Mais qu’y a-t-il d’exceptionnel en cette nuit pour que nous soyons sorti dans le froid et la nuit ? Aurions-nous entendu le bruit d’un fait divers ? Ah, oui ! C’est la crise…, la crise du logement à Bethléem. Alors qu’ils accomplissent leur devoir de citoyen en allant se faire recenser, un couple, dont l’épouse est enceinte, ne trouve de place nulle part. Point d’autre lieu qu’une étable… où mettre au monde l’enfant !

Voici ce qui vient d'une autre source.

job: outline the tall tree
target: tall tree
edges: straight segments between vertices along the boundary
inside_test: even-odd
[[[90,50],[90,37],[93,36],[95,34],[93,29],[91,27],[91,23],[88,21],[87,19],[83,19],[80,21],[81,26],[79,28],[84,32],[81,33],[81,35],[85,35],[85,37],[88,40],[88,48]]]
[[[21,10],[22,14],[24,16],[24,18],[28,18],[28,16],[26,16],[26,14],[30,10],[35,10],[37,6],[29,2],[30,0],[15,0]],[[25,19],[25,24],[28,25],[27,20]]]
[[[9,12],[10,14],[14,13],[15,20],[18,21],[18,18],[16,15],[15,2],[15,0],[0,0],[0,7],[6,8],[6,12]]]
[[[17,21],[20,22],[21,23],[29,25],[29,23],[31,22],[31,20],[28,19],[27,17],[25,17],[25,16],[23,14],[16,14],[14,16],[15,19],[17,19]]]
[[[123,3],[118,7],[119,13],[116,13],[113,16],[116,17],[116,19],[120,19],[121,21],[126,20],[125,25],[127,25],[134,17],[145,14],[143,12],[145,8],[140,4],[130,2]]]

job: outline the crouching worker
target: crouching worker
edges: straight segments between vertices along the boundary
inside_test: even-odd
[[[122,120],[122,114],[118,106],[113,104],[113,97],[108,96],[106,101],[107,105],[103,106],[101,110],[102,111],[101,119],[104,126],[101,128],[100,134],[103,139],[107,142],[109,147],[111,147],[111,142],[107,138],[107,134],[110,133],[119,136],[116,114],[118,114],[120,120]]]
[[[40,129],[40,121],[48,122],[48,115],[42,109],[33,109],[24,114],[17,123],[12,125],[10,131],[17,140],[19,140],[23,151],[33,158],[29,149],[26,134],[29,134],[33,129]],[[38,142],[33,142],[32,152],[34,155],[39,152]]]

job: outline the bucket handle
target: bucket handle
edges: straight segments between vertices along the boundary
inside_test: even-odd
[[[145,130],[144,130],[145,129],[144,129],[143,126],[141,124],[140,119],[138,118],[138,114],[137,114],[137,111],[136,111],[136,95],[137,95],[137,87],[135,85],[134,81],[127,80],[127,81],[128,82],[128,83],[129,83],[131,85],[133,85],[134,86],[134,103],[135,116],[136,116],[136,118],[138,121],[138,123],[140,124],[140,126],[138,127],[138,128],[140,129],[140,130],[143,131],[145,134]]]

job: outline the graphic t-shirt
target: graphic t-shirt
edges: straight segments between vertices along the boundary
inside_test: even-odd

Qu’y a-t-il d’exceptionnel à cela ? C’est étrangement la situation de beaucoup en notre monde. Et pourtant, le cri de l’enfant nouveau-né qui monte au cœur du silence de la nuit semble réveiller la joie au ciel et mettre dans l’allégresse le cœur des anges ! Mais pourquoi cette joie ?

Et pourquoi déranger des bergers ? Ils ne font que leur boulot ! Et en plus, dixit les gens de l’époque, ils sont malhonnêtes et voleurs… alors pourquoi leur annoncer cette nouvelle : « aujourd’hui vous est né un Sauveur, dans la ville de David. Il est le Messie, le Seigneur. » (Lc 2,10-11). En quoi sont-ils concernés par la naissance de ce Sauveur ?

Aujourd’hui « la grâce de Dieu s’est manifestée pour le salut de tous les hommes. » (Saint Paul à Tite 2,11). Dieu vient, en toute simplicité, nous redire l’amour qu’il porte à sa création, l’amour qu’il porte à notre humanité !

Oui, pas besoin d’être un grand de ce monde, d’être parfait pour avoir accès à la Bonne Nouvelle ! Ouvrons simplement la porte de notre cœur ! Ouvrons la porte de notre vie ! La Bonne Nouvelle est pour tous ! L’amour de Dieu est là… il ne fait pas de différence entre les hommes… Dieu se fait l’Emmanuel, Dieu avec nous ! Jésus, Dieu sauve !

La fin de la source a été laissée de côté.